The passengers were Jack Ryan of Evanston, Ill., a motor boat salesman; A. Rush Watkins, Chicago dog-food manufacturer; W. E. , Ogilvie, public relations man for stockyard interests, and Michael Lunder of Boston, and Herbert Shapiro of Dover, N. H., business men returning from a shoe manufacturers' convention in Chicago.

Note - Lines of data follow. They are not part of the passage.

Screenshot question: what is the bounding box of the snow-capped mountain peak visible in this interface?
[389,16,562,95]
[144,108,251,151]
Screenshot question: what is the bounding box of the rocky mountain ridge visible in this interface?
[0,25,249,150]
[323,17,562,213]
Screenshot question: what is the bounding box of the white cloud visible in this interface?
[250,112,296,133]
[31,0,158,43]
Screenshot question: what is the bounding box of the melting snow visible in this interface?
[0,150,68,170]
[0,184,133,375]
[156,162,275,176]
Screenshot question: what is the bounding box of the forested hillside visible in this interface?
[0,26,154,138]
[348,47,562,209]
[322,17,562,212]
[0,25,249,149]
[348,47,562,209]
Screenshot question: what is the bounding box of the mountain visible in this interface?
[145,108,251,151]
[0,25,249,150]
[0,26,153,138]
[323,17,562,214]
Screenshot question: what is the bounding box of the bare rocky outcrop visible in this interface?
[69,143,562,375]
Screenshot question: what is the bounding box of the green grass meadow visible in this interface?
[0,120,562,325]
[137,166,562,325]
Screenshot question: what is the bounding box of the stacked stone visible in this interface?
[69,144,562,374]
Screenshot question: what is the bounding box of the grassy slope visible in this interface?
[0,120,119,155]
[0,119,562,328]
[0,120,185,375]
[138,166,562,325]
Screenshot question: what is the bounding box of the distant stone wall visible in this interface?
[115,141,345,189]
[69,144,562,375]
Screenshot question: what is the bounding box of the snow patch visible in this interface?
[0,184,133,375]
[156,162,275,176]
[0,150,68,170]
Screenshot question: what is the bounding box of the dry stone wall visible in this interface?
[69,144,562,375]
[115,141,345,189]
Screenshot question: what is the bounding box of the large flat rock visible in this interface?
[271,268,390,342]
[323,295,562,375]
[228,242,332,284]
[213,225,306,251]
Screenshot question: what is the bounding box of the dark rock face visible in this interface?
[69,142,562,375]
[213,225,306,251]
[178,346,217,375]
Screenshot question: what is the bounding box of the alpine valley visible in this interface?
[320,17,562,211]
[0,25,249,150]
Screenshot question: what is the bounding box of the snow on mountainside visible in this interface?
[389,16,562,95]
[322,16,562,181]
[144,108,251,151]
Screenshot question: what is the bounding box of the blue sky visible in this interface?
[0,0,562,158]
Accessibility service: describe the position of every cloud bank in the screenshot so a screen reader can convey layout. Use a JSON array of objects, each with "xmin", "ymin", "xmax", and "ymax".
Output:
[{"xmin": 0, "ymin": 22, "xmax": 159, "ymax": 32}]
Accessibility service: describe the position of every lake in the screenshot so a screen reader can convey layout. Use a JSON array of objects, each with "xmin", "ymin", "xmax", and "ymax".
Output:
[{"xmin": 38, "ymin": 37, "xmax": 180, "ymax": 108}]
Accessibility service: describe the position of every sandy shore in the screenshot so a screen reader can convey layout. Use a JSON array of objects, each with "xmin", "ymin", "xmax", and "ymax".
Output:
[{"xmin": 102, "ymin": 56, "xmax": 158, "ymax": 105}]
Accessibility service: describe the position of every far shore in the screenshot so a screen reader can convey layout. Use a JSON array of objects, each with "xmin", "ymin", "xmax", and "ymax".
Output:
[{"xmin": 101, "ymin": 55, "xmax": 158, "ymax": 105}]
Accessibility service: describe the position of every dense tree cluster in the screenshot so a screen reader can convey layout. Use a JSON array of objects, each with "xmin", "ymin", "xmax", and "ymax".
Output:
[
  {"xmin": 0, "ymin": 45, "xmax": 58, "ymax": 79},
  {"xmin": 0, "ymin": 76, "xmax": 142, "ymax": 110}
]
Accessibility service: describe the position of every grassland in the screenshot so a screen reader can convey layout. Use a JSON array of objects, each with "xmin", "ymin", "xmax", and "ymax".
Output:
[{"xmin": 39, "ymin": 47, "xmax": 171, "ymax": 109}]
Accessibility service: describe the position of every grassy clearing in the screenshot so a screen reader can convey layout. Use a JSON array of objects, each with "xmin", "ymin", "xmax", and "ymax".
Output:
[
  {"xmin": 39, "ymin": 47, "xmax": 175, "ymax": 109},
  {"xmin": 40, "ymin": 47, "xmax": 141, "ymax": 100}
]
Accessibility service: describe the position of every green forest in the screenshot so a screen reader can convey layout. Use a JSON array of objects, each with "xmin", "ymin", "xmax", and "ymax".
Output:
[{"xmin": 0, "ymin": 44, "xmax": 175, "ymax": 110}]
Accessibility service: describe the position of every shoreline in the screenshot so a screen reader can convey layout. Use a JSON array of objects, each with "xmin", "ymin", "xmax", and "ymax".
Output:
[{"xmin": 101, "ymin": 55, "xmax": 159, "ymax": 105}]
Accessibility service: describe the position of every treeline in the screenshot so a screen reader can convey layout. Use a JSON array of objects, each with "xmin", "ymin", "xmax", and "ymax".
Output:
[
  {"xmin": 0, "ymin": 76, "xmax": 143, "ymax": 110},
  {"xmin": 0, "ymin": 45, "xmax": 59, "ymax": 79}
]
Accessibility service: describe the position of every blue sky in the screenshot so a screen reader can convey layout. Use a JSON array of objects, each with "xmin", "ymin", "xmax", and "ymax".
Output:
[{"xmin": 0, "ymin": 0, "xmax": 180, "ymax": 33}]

  After cruising about twenty-five minutes, Rousch discovered a hole in the fog, got a glimpse of the ground and quickly shot down. As the wheels of the ship were about to touch the ground, however, the pilot saw that he had come down at the end of the field, with no space for coasting.  Rousch jerked at his controls and the huge plane swooped over the wire fences on either side of the State highway, Route 25, and another fence around a parking lot. Contact with the fences here would have meant almost certain disaster.  Soon Pilot Rousch slanted his plane for another try and eased it as best he could into the marshes, about a mile south of the field, in the direction of Elizabeth. He immediately set out on foot for the airport, while his co-pilot, Stan Gerding, got into radio communication with Theodore. A. Schmidt, night manager of the airline at the field, and notified him that one was safe.  It took the pilot an hour to reach the field. The fifty men who manned rescue apparatus then headed for the plane, with Rousch leading. By 7 A. M. every one was back at the airport.  When the passengers had partaken of coffee and other stimulants, they praised highly the conduct of Pilot Rousch and his assistant, and particularly Miss Lally. 

Airline officials said the plane would have to be dismantled sledded out of the marsh.